What to do when ASPs strike out

By Matt Hicks, eWEEK
03 May 2001 01:29 PM
Tags: brassring, outsourcing, asp, customer

Grabbing the BrassRing

One of the calls came from BrassRing Systems, a division of BrassRing. Sears decided to use BrassRing's resumes tracking applications and job site hosting services because of positive customer feedback and BrassRing's willingness to customise its offerings to meet the needs of displaced customers such as Sears.

BrassRing waived its usual one-year contract for former iSearch customers, allowing them to use the service on a month-to-month basis. The ASP also committed to getting the most basic functions, such as hosting job sites, up and running within 48 hours. That helped Sears keep its job postings online without any downtime.

Looking back, Sears had seen signs of iSearch's impending shutdown. The ASP had warned in January that customer service could be affected by an upcoming acquisition of the company, Fine said. Long before that hint of trouble, Sears was already dissatisfied with iSearch's service, which Sears started using in November 1999, and had begun considering moving to another provider. Along with poor customer service, Fine couldn't find some candidates when she searched the resume database.

Paying attention to hints such as those can help prevent the hassle and costs of recovering from an ASP that has begun to sour. But not all ASPs give out such obvious warnings as deteriorating customer service. Current and potential customers need to delve into a provider's financial situation, said Laurie McCabe, a vice president at Summit Strategies. If the provider is public, that means reviewing recent quarterly reports and finding out how much cash it has left. If it's private, it means grilling the ASP about its financial performance.

Another thing to keep in mind is that ASPs offering enterprise applications often struggle to scale to support a large number of customers, said Tom Mangan, a managing partner in global enterprise technology solutions at Arthur Andersen. Too often, the cost of adding a new customer can exceed what providers can reasonably charge if their models require deployment of dedicated servers and customised applications for each customer, Mangan said.

Rather than wait for the worst, IT managers at Eagle Family Foods picked up and left their ASP of two years last summer before it floundered.

The US$250 million company had decided to use an ASP when it was formed as an independent company in 1997 from former Borden Food brands. Eagle Family Foods needed an ERP system and chose in early 1998 to implement PeopleSoft's software on a hosted basis, said Robert Marshak, director of IS infrastructure. Marshak declined to name the ASP.

Within the first year, though, problems arose. Customer support was spotty, and the ASP was reluctant to update its network and software. Even Lotus Notes email, which the provider also hosted, wasn't being protected against viruses until Marshak questioned the ASP about the issue. On top of it all, the ASP seemed financially shaky and was losing, rather than gaining, customers, according to Marshak.

So Eagle Family Foods went on a search for a new ASP starting in mid-1999. It decided to use Surebridge. This time, however, Eagle Family Foods tried to protect itself. The company decided to buy the licenses to the PeopleSoft and Notes applications itself, along with the hardware. That made leaving easier, especially since its yearly contract had already expired.

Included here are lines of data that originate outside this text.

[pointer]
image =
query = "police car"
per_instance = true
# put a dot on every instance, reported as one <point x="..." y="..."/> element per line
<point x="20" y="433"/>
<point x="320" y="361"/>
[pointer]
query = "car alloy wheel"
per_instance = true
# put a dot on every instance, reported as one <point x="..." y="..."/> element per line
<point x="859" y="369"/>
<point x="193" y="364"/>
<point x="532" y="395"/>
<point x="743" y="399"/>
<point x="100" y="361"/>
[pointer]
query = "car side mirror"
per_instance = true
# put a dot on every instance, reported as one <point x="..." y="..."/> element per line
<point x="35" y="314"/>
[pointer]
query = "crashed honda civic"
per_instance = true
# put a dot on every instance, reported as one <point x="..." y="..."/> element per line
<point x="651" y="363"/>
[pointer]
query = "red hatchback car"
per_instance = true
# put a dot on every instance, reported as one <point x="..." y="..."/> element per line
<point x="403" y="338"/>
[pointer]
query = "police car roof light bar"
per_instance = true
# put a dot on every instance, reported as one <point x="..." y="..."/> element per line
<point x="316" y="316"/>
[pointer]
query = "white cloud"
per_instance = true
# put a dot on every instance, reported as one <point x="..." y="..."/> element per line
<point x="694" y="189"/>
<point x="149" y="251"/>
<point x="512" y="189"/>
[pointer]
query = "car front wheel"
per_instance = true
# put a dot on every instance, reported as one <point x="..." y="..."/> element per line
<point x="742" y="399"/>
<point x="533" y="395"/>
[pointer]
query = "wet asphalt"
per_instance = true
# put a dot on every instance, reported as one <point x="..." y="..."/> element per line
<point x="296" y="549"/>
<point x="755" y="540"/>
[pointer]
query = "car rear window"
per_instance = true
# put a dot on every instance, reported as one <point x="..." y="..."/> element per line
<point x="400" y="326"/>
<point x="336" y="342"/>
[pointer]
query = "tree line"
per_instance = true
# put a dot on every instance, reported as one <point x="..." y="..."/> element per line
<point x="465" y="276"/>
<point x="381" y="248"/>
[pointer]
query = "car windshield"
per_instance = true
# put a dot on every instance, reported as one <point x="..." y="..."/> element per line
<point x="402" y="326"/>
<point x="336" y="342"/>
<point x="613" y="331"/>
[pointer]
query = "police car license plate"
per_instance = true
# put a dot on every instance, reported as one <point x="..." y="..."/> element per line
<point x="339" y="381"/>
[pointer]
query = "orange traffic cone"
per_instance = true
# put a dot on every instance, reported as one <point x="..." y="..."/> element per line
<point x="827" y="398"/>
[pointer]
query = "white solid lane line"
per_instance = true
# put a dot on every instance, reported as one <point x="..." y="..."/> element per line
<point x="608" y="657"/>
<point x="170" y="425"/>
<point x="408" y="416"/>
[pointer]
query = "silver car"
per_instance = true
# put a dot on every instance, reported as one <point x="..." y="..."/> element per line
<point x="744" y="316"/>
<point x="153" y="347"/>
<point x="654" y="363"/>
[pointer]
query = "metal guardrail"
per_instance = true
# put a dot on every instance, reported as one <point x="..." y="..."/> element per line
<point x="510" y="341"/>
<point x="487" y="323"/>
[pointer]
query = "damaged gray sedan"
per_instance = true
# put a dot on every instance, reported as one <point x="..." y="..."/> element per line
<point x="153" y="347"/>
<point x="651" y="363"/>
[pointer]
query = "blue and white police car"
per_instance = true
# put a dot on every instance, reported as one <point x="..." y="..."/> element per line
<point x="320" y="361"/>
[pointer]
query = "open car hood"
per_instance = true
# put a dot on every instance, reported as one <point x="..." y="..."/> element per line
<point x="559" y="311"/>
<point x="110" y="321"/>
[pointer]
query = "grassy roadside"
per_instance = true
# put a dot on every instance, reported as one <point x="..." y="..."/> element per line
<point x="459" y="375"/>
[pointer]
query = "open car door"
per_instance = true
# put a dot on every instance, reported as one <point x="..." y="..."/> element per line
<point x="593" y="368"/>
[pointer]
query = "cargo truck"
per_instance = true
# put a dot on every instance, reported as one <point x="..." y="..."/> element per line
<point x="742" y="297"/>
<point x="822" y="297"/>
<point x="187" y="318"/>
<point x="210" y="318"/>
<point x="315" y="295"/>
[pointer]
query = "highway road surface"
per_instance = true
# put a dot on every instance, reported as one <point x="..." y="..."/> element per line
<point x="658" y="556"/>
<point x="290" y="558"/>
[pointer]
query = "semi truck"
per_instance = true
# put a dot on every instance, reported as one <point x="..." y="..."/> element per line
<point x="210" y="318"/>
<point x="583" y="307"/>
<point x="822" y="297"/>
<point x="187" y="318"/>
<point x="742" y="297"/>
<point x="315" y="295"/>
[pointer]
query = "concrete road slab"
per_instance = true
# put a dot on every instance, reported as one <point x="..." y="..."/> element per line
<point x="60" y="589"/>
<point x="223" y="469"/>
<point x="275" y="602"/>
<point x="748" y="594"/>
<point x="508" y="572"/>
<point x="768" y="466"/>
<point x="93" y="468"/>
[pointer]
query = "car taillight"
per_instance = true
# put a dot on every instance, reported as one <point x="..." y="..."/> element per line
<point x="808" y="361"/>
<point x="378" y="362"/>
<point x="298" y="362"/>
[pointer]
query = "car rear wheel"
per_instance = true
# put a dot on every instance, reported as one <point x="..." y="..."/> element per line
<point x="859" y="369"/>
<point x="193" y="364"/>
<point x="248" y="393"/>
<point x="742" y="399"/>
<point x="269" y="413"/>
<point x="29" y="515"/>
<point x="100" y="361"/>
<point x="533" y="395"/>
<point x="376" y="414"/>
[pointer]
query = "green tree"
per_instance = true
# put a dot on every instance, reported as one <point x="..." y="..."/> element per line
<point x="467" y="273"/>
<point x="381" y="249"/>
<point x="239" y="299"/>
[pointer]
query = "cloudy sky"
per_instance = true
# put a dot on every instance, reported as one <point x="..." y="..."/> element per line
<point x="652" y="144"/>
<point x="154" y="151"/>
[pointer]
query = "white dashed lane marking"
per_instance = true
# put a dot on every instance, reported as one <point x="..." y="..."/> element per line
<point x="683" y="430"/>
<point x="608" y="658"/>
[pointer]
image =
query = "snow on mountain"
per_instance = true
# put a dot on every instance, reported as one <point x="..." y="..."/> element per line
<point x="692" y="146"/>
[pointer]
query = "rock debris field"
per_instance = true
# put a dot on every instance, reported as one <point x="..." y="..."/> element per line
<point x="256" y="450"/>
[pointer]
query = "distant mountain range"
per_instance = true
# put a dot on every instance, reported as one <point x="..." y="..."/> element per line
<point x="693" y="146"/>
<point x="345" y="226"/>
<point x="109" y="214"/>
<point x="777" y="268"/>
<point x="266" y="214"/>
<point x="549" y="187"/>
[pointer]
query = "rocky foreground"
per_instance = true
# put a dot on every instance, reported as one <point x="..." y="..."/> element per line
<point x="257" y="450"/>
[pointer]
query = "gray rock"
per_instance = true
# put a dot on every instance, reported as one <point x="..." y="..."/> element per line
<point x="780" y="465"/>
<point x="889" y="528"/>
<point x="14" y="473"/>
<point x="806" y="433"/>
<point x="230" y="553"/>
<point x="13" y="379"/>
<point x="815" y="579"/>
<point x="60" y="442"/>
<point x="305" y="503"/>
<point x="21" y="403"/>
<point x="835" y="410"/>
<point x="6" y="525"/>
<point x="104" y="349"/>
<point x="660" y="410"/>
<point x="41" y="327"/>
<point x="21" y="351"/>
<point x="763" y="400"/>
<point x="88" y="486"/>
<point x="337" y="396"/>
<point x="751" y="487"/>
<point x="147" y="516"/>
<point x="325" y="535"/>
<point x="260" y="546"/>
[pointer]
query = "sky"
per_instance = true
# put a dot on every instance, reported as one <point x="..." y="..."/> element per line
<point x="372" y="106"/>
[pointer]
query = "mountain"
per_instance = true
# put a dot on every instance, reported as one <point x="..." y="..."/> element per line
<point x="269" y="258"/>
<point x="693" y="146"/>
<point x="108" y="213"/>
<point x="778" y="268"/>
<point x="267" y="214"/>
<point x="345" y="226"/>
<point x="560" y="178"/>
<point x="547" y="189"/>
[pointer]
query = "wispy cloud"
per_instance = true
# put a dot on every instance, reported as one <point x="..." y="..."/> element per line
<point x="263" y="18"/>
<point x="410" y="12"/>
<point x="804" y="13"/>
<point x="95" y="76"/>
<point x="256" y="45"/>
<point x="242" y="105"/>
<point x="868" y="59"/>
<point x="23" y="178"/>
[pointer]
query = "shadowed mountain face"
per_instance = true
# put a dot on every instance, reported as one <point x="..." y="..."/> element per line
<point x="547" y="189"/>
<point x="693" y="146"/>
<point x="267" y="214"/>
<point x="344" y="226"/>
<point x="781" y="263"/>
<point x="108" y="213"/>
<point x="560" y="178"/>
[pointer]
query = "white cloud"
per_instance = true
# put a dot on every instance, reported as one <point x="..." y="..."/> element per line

And then there are those times when warnings never come.

At eVineyard, Osborn had little reason to believe Pandesic would end its service because the company was backed by two of the world's largest technology companies. But it did.

The painful lesson? Consider the possibility of an ASP's failure from the beginning of the relationship, however unlikely it seems.

"Contemplate what happens when that phone call comes," Osborn said. "Be prepared, and don't have rose-colored glasses."